A proposal by State Sen. Kyle McCarter (R-Lebanon) to balance the state’s budget for 2017 without raising taxes deserves serious consideration, according the Illinois Policy Institute.
“Senator McCarter deserves a lot of credit for trying to pass a balanced budget that doesn’t involve tax hikes,” Ted Dabrowski, vice president of policy at the Illinois Policy Institute told the Record. “Tax hikes would hurt Illinois residents, and the state would just continue in the same downward spiral.”
In his announcement of his budget proposal, McCarter claimed that the last tax increase in the state resulted in 200,000 taxpayers leaving the state.
When taxpayers leave, Dabrowski said, not only do they take their resources and earnings with them, they also create a greater tax burden on remaining residents.
McCarter said his plan was responsible and treated taxpayers with respect.
"We cannot continue to spend more money than we collect in tax revenue,” he said in the release. “Budget waste, fraud and abuse is an insult to taxpayers so the necessary reforms this plan contains makes government more efficient, more effective, and more responsible and respectful to taxpayers."
The proposal would keep current funding levels for education and human services, reform worker’s compensation, and make changes to the way state pensions are funded. While McCarter hasn’t released details about his plan yet, Dabrowski said that the ideas being proposed make sense.
McCarter is proposing that local school districts and public universities should be paying for their employees’ pensions, and is suggesting reforms in procurement, among other areas, to offset that new spending.
“We do believe that, in the end, local school districts and universities should pay those costs,” Dabrowski said. “University professors and school district teachers are not state employees, and there’s no reason the state should be incurring the cost.”
He said that having the state fund such pensions creates a disconnect and leads to lax accountability. For example, he said, it makes it too easy for school districts to offer large raises without considering the long-term impact on the state’s pension funding.
Another proposal would create portable 401(k) retirement plans for all future state employees. Dabrowski said that the Illinois Policy Institute strongly supports 401(k) plans for state workers, because state pensions are too dependent on politics.
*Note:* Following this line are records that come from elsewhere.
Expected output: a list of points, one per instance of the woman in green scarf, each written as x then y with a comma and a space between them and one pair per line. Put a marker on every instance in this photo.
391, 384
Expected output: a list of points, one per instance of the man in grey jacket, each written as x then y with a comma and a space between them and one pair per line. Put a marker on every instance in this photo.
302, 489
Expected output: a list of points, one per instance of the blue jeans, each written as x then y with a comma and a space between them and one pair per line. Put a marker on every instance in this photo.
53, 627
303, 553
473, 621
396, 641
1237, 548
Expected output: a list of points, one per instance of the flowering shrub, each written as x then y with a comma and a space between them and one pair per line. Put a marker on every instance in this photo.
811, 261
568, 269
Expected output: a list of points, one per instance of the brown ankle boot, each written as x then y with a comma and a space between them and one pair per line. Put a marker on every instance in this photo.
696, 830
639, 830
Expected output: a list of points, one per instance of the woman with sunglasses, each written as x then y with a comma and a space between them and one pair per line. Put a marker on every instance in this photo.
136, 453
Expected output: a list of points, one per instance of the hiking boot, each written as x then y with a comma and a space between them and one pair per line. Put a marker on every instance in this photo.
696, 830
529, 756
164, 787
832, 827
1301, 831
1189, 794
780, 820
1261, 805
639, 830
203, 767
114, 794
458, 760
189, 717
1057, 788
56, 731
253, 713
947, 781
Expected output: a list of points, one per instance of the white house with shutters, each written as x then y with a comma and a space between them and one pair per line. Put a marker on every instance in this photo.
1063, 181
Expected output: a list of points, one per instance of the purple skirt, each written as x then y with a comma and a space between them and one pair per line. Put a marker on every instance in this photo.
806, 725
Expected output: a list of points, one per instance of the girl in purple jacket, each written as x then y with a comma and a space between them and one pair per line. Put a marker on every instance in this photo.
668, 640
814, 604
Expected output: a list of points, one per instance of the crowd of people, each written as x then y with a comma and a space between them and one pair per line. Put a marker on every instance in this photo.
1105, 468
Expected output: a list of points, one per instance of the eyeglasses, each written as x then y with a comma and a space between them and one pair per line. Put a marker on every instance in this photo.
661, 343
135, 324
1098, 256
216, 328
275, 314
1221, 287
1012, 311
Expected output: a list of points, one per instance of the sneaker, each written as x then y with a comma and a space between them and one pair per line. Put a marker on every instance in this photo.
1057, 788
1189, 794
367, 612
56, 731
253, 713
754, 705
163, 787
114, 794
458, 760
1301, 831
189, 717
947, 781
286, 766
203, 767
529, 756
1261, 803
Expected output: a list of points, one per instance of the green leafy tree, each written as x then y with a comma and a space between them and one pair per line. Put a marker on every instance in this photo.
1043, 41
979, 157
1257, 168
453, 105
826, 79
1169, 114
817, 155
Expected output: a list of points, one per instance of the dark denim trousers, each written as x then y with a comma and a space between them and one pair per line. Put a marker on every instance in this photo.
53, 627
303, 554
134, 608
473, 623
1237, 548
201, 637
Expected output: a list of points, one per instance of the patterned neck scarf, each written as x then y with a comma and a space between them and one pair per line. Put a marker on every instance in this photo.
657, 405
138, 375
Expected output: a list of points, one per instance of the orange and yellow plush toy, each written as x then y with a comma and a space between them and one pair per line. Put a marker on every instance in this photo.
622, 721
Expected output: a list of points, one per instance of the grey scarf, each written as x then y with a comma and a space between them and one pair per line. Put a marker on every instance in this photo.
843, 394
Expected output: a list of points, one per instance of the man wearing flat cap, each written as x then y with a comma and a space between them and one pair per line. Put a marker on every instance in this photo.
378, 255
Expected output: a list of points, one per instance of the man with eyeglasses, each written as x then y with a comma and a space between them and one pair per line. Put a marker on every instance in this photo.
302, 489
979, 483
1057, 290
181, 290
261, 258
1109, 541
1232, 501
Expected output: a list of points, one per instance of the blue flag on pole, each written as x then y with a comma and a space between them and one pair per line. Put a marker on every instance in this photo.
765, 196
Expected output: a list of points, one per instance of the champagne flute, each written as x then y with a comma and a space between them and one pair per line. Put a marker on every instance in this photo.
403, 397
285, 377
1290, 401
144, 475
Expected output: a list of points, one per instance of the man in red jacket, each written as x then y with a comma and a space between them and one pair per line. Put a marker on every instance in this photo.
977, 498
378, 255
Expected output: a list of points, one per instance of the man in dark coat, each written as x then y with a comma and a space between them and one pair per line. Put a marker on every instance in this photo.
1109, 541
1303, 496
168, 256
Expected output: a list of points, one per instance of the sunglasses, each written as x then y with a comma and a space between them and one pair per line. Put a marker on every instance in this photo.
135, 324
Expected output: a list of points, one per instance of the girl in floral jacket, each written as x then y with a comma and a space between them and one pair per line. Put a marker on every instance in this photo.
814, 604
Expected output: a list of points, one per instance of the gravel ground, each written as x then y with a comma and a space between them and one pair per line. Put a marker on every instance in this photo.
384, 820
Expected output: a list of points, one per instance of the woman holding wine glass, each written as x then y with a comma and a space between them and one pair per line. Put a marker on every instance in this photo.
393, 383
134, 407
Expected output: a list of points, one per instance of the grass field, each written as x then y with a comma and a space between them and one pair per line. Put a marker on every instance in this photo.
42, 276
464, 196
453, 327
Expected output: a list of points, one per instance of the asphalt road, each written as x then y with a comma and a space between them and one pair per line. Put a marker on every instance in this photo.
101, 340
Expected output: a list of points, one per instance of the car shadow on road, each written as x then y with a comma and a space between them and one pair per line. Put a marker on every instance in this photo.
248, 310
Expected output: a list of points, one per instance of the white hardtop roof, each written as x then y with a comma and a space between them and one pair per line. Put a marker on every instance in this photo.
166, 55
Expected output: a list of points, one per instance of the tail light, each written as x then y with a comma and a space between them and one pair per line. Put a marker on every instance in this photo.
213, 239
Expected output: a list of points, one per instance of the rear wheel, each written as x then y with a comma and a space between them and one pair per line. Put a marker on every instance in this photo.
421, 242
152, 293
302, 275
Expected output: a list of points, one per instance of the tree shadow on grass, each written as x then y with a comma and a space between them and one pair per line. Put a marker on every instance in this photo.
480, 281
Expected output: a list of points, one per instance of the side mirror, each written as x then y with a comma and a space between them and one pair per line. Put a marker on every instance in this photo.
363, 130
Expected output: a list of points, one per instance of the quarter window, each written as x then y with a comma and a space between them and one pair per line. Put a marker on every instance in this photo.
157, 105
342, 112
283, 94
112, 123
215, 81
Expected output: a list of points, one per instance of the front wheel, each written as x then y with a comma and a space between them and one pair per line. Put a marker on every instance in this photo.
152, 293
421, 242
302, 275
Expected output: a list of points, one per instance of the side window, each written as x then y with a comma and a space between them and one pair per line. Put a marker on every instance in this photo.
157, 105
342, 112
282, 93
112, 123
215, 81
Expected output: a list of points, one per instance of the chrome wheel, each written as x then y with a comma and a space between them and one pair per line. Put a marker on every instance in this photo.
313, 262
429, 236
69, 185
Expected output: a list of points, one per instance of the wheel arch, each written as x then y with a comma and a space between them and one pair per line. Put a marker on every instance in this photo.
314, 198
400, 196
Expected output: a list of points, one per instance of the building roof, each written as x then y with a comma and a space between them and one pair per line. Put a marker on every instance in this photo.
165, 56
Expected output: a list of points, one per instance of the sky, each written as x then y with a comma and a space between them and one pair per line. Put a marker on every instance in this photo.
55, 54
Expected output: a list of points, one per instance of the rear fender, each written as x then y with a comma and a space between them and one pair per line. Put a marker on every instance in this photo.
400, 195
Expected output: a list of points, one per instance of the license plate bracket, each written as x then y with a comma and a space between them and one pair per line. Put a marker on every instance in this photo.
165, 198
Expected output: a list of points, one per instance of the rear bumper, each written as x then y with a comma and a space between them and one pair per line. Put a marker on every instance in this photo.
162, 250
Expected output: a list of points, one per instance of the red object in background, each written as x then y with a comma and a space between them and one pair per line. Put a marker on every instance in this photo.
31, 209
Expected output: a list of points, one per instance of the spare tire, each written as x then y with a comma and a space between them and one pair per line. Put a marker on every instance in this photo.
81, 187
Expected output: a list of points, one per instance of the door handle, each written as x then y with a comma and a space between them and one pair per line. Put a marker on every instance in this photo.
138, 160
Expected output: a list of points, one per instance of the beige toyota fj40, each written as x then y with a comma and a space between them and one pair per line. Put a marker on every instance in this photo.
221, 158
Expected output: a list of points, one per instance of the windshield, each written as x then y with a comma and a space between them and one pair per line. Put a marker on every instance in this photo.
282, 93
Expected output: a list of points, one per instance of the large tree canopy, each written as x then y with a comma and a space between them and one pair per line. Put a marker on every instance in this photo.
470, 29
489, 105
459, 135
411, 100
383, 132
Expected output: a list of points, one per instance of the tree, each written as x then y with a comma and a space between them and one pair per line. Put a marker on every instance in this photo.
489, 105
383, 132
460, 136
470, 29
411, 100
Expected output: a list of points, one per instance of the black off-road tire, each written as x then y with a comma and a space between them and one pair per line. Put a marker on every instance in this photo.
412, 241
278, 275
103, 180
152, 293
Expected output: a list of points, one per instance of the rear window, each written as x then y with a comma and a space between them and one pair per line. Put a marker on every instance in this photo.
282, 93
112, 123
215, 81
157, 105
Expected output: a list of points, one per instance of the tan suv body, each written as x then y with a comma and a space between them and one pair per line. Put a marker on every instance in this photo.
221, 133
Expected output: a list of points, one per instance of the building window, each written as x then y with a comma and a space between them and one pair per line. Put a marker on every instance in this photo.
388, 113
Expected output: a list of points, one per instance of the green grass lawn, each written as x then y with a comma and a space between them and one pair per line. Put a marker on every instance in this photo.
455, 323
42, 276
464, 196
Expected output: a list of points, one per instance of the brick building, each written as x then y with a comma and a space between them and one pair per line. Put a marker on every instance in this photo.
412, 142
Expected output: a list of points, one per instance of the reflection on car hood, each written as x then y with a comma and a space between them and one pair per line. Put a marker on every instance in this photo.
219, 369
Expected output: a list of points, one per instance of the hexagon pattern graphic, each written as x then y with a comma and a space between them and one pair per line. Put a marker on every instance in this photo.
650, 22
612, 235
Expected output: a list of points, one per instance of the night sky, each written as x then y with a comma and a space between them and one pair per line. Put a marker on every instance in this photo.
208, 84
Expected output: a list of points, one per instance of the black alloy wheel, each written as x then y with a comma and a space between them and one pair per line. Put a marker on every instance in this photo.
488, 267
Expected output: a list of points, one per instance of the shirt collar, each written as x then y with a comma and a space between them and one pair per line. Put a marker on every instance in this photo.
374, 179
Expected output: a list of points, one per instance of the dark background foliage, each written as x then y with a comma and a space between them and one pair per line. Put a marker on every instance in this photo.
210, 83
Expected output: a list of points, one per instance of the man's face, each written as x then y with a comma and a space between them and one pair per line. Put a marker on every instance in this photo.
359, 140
“It’s not fair to make state employees rely on politicians for retirement security,” he said. “Senator McCarter is right to take politicians out of the retirement business.”
In his announcement, McCarter said that his plan would not be easy to implement, but that it would offer a path toward prosperity and opportunity.
“This budget is not the easy way out,” he said. “Difficult choices lie ahead, but Illinois families and employers make difficult choices all the time to adjust to financial realities. We should expect no less from state government. We have been taxed enough."